Homeowner associations (HOA) are increasingly becoming the norm in California. A recent study by Community Associations Institute found that homeowner associations, co-ops and condominiums house 1 in 5 Americans. That means more than 66 million Americans are members of these associations, organizations that represent their property and have the authority to impose certain restrictions, mandate certain property standards and impose sanctions. In California, about 1 in 4 property owners are part of a HOA.
These communities, typically run by elected boards, provide certain alternative options, including facilities and amenities homeowners would not otherwise be able to enjoy. They also help to protect property values by preserving a community's character.
Although many people report a positive experience with these associations, homeowner association disputes inevitably arise. When they do, they can have a costly and lasting impact on a homeowner's ability to enjoy their home and their neighborhood. Associations have the authority to levy fines and assessments, seize property and take a host of other measures against homeowners who refuse to abide the rules. Recently, The Sacramento Bee published a report on a long-standing homeowner association dispute involving a disabled former Marine pilot and his access to the community pool.
That might seem like a minor sticking point, but many people buy into homeowner associations specifically for the purpose of being able to enjoy certain amenities.
According to the Bee, the initial complaint was filed two years ago with the California Department of Fair Employment and Housing, arguing the association had illegally discriminated against plaintiff by refusing to fix a broken chairlift at the pool. This was despite the fact that he'd been filing complaints about the issue since 2011.
This case dragged on for two years, but plaintiffs finally won $110,000 in a mediated settlement agreement, provided they move out of the development.
As our Newport Beach homeowner association dispute attorney can explain, homeowners associations are legally bound to follow state and federal fair housing laws, including those protecting the disabled. However, because there is no government entity that regularly oversees them, there often isn't any other means of redress when a dispute arises. This case was unique for the fact that a state agency with special oversight (here, with housing discrimination) had the authority to intervene.
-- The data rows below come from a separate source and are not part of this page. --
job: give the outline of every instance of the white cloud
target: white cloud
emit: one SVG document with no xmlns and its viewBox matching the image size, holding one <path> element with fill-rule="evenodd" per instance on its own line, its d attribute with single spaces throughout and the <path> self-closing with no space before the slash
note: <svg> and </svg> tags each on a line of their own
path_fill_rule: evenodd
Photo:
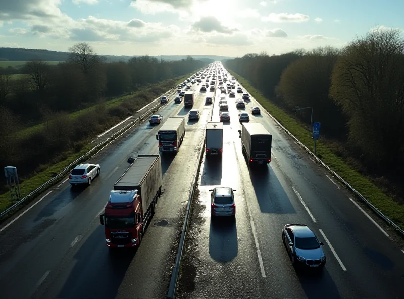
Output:
<svg viewBox="0 0 404 299">
<path fill-rule="evenodd" d="M 323 19 L 321 18 L 319 18 L 318 17 L 317 17 L 317 18 L 316 18 L 316 19 L 314 19 L 314 21 L 316 22 L 316 23 L 320 24 L 320 23 L 323 22 Z"/>
<path fill-rule="evenodd" d="M 201 18 L 200 20 L 194 23 L 191 27 L 194 30 L 207 33 L 216 31 L 220 33 L 229 34 L 234 30 L 223 26 L 214 17 Z"/>
<path fill-rule="evenodd" d="M 268 30 L 266 36 L 268 37 L 287 37 L 288 35 L 286 31 L 281 28 L 276 28 Z"/>
<path fill-rule="evenodd" d="M 302 23 L 307 22 L 310 19 L 307 15 L 302 14 L 280 14 L 270 13 L 268 17 L 263 17 L 262 20 L 265 22 L 273 22 L 274 23 Z"/>
<path fill-rule="evenodd" d="M 27 30 L 24 28 L 13 28 L 9 29 L 9 32 L 13 33 L 13 34 L 22 35 L 27 33 Z"/>
<path fill-rule="evenodd" d="M 98 3 L 98 0 L 73 0 L 73 3 L 75 4 L 80 4 L 80 3 L 86 3 L 87 4 L 95 4 Z"/>
</svg>

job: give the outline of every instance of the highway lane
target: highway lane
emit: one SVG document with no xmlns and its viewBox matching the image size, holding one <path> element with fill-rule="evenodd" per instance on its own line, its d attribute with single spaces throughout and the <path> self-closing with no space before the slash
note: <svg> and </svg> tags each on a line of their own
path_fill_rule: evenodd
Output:
<svg viewBox="0 0 404 299">
<path fill-rule="evenodd" d="M 179 297 L 402 297 L 399 248 L 265 114 L 250 116 L 251 122 L 262 123 L 273 134 L 273 160 L 266 171 L 248 171 L 237 132 L 237 114 L 244 110 L 236 108 L 234 99 L 228 101 L 231 122 L 224 125 L 223 161 L 204 161 L 201 168 Z M 256 104 L 252 99 L 245 111 Z M 218 120 L 217 105 L 215 109 Z M 238 191 L 233 225 L 211 222 L 208 190 L 220 184 Z M 327 243 L 322 274 L 295 272 L 281 238 L 289 223 L 309 225 L 331 243 L 341 263 Z"/>
<path fill-rule="evenodd" d="M 197 105 L 204 106 L 205 96 L 197 96 Z M 204 109 L 203 117 L 207 118 L 205 110 L 209 109 Z M 183 104 L 170 102 L 159 113 L 166 118 L 184 115 L 185 111 Z M 182 225 L 178 212 L 183 210 L 183 203 L 188 196 L 187 192 L 171 188 L 169 181 L 173 176 L 179 176 L 181 185 L 186 186 L 188 181 L 190 186 L 194 170 L 183 166 L 196 161 L 193 154 L 200 146 L 203 133 L 203 129 L 198 127 L 203 126 L 204 122 L 187 124 L 179 154 L 162 159 L 165 193 L 139 252 L 134 256 L 109 255 L 97 216 L 109 190 L 127 168 L 127 158 L 134 154 L 157 153 L 155 134 L 158 127 L 150 127 L 147 123 L 91 159 L 90 162 L 101 165 L 102 172 L 90 187 L 73 189 L 65 183 L 54 188 L 48 196 L 0 233 L 0 287 L 4 297 L 27 298 L 35 293 L 34 297 L 38 298 L 110 298 L 118 293 L 127 297 L 127 290 L 132 297 L 164 296 L 167 286 L 163 281 L 169 278 L 171 250 L 177 237 L 176 230 Z M 168 225 L 155 226 L 154 222 L 160 219 L 166 220 Z M 171 255 L 172 259 L 174 254 Z M 155 262 L 158 264 L 149 267 Z M 140 268 L 142 272 L 136 271 Z M 139 283 L 135 285 L 130 276 L 134 271 L 142 275 Z M 150 285 L 149 281 L 156 276 L 165 278 L 159 280 L 162 283 Z"/>
</svg>

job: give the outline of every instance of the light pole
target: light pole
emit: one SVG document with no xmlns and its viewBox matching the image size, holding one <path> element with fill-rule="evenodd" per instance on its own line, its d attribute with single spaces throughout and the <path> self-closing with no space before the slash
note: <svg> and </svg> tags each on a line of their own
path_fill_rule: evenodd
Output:
<svg viewBox="0 0 404 299">
<path fill-rule="evenodd" d="M 293 109 L 293 111 L 294 111 L 295 113 L 297 112 L 297 111 L 300 111 L 300 110 L 303 110 L 304 109 L 311 109 L 312 110 L 312 116 L 310 117 L 310 137 L 312 137 L 312 126 L 313 126 L 313 107 L 299 107 L 299 106 L 295 106 Z"/>
</svg>

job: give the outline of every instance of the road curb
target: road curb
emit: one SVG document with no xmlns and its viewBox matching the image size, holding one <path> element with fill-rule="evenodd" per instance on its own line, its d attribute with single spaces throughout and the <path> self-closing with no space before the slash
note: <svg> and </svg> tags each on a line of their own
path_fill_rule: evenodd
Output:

In most cases, this means any disputes are resolved via lawsuit.
The process of resolving a homeowner association dispute can be complicated and arduous, and that's why it's best to consult with an attorney to determine your best course of action.
Plaintiff in this case is a 77-year-old former Marine who is totally and permanently disabled due to injuries incurred during his military service, which included rescuing orphans and nuns from the Rwandan genocide. He said he needed to be able to use the pool to exercise his limbs, which had become damaged as a result of a crash in a jet. However, the chairlift that allowed him to get in the pool had been broken for years, even after he made numerous requests to fix it. Then even after it was fixed, plaintiff was required to get the battery from out of a locked storage shed, which he couldn't do because of his disabilities.
On one occasion while trying to do this, his foot got stuck between the footrest and the wall of the pool, causing him severe pain with no help.
Part of the mediation deal is that in addition to the settlement, he'll also be able to sue for personal injuries, an option he and his wife are exploring.